Mit viel Power für die Erhaltung der Tradition

Die Formation «Prättigauer Power» erobert aktuell das Internet im Sturm.
Die Formation «Prättigauer Power» erobert aktuell das Internet im Sturm. Bild: C. Imhof
Vor wenigen Tagen haben die Eltern der Jungformation «Prättigauer Power» ein Video ihrer Kids für den Wettbewerb eines Kleiderherstellers online gestellt. Diese Aufnahme, bei der die Kapelle auf einem Baum ein Lied spielt, hat im Tal für Furore gesorgt und kaum jemand aus der Region hat den Newcomern nicht ihre oder seine Stimme gegeben. Einerseits ist das sicher der Frische der Musikanten geschuldet, andererseits ist es schön zu sehen, dass sie mit so viel Freude die Volksmusik zelebrieren.

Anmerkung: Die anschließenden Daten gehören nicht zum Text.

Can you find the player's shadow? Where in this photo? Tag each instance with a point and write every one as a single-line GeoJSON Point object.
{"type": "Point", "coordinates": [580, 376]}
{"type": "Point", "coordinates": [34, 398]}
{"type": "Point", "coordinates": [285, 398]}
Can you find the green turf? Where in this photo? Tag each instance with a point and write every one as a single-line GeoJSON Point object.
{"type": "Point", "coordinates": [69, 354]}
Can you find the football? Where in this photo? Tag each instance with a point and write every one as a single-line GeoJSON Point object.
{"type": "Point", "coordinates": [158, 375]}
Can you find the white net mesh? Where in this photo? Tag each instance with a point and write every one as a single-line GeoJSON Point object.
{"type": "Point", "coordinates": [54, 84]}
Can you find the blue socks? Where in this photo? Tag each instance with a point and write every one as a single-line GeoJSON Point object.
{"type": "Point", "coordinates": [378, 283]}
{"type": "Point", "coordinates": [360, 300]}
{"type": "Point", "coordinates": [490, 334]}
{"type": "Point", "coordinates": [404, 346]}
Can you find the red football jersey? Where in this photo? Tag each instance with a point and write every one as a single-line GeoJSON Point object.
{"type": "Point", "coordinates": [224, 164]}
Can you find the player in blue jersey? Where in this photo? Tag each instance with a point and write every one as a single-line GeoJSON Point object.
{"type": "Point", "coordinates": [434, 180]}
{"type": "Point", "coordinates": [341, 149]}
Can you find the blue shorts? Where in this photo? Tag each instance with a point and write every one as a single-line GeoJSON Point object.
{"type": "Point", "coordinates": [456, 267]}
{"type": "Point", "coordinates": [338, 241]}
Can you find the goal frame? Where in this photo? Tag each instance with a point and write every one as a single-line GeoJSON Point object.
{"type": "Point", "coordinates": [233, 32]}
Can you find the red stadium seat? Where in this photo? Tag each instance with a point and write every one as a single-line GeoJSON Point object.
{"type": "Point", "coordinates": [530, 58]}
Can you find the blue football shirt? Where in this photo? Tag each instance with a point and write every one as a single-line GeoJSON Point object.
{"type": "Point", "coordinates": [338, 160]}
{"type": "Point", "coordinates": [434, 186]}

Auch wenn sie erst seit knapp einem Jahr als Formation unterwegs sind, merkt man bei den vier Herren, dass sie ein sehr eingespieltes Team sind. Es tragen nicht nur alle die gleichen Kleider, auch sonst schlendern sie wie alte Profis und mit einer ansteckenden Freude in die P&H-Redaktion in Schiers und geben mir Auskunft zu ihrer bisherigen Musikkarriere.

Blindes Verständnis

Die Formation «Prättigauer Power» besteht aus den beiden Brüdern Lukas und Philip Joos aus Schiers und den beiden Seewisern Andri Jost und Laurin Aebli. Lukas, Laurin und Andri, alle mit dem Jahrgang 2010, haben mit ihren Schweizerörgeli schon im 2020 zusammen gespielt. Dank ihrem Lehrer Roland Peretti erhielten sie schon früh die Chance an sogenannten «Stubeten» Bühnenluft zu schnuppern. Doch für die Gründung der eigenen Kapelle habe dem Trio noch ein wichtiges Puzzleteil gefehlt, sagt Andri Jost, der mit seinem «Örgali» lieber begleitet als die Leitmelodie zu spielen. «Als Philip dann auf seinem Kontrabass uns begleiten konnte, waren wir endlich komplett. Inzwischen sind wir seit gut einem Jahr unterwegs als ‹Prättigauer Power›.» Das sei ein bisschen der bessere Name, als derjenige, den sie sich zuerst gegeben haben, sagt Lukas, der neben dem Spiel auch noch den Gesang bei der Kapelle übernimmt. «Zuerst hiessen wir ‹Prättigauer Flitzer› aber das haben wir dann irgendwann blöd gefunden. Mit dem Power im Namen fahren wir auf jeden Fall besser und er passt auch mehr zu uns.» Wenn die vier Wirbelwinde ihre ganze Power bündeln, könne es sein, dass sie durchaus zwei bis drei Stunden für die Leute aufspielen. Das sei für sie ein Kinderspiel, wie Lukas lachend erwähnt. Im Programm hat das Quartett dann neben Klassikern der Volksmusik, auch einige aktuelle Stücke wie beispielsweise den «Wellerman». «Sie sind nicht nur sehr gute Freunde», sagt die Mutter von Laurin, Claudia Aebli. «An den Konzerten haben wir jeweils das Gefühl, dass sie sich ohne grosse Worte und blind verstehen, was schon immer wieder eindrücklich ist.»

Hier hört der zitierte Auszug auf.